Faurè: Pénélope, Opera in Three Acts, Concert Version, June 14, 2001, Théàtre des Champs-Elysées, Paris (FC).

1913 was some year to be in Paris! Although the Great War was looming, it was the spectacular opening season of the art deco Théàtre des Champs-Elysées. A terrific bill of fare was on display to establish it immediately as the place to be in the Paris musical scene. In addition to a then-rare Western European performance of Boris Godunov (with Chaliapin, of course) they had the Ballets Russe with Nijinski dancing the orgasmic Afternoon of a Faun, Debussy's final ballet Jeux was debuted, along with the riotous first performance of the Rite of Spring by Stravinsky. Not the least of the offerings was the Paris premiere of the new opera by Gabriel Fauré, Pénélope. The composer, already 50 years old, was at the height of his powers and this was a much-anticipated event.

Eighty-eight years later, a rare performance of this masterpiece can be heard in the same setting. With Claude Schnitzler, of Opéra de Rennes and Liepzig, on the podium directing the Orchestra National de France, the Chorus of Radio France, and with the fine soprano Isabelle Vernet in the title role, it was a performance that suggests that a critical re-examination of this opera is appropriate. This concert was broadcast on France Musique and on many other stations throughout Europe on the evening of the 16 June.

I have to admit to a special regard for the music of Fauré and it is often his chamber music that I chose in those soft, late-afternoon hours when the sun is low and golden. Apparently for the French too the prospect of a full-scale opera by this master of chamber music seemed odd. There were empty seats at the beginning of the evening and these increased during the performance. As the reviewer for Le Monde pointed out, getting Parisians to an opera by Fauré is like asking them to buy tickets to a Stabat Mater by Chopin. But the patient listener will find the same master at work in this opus, with all of his skills of orchestration and his easy ability to write beautiful melodies clearly in evidence.
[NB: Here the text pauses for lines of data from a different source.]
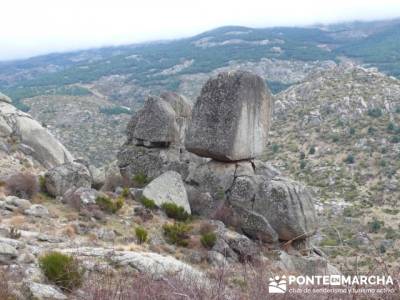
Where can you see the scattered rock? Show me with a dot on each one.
(37, 210)
(4, 98)
(7, 253)
(155, 123)
(15, 203)
(39, 291)
(168, 188)
(29, 137)
(66, 177)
His music, so tender but still with an underlying edge of intensity, places him at the front rank of the late-Romantic composers and this opera, loaded with splendid musical moments, only confirms that position.

The gentleness and reflective nature of his musical soul always reminds me of his contemporary, Frederick Delius, who has also written fine operas that are today not often performed. But the frequency of performance of A Village Romeo and Juliet is far ahead of the Fauré opera. Perhaps the reason is Fauré's libretto, taken from Homer's Odyssey, by a young, inexperienced and ultimately untalented René Fauchois. Fauré's letters to Fauchois about the text are a catalogue of complaints that will be repeated by critics of this work. Most likely the fault lies in the ultimate source of this plot. With all deference to our blind poet, the characters are mostly archetypes and perform symbolic roles in the tradition of ancient theatre. This Greco-Roman theatrical style, widely used by Baroque composers, is not to the taste of modern audiences, used to the more realistic theatre traditions of the last two centuries. The Delius opera is more widely performed because it has a more "modern" feel. The love duets and a heated emotional climate produce compelling opera moments. That is missing in Pénélope.

In order to bring Handel operas back to the stage, for example, directors have had to devise creative production strategies to make these antique plots palatable to contemporary opera-goers.

These same theatrical techniques perhaps need to be applied to this fine opera to bring it back, at least occasionally, to the world's opera stages. The music is too important to be left on the shelf.

The orchestra and vocalists worked hard to make a case for this opera. Isabelle Vernet, in the title role, is having a period of difficulty with her voice, at this was apparent on the evening in question. It lacked the control and lyric ease heard in past performances. The supporting roles, fourteen in all, were sung ably and often engagingly. The conductor, Claude Schnitzler, a last minute substitute for the indisposed Pinchas Steinberg, having conducted this work in Lausanne last year, was able to fill in and make a significant musical impression.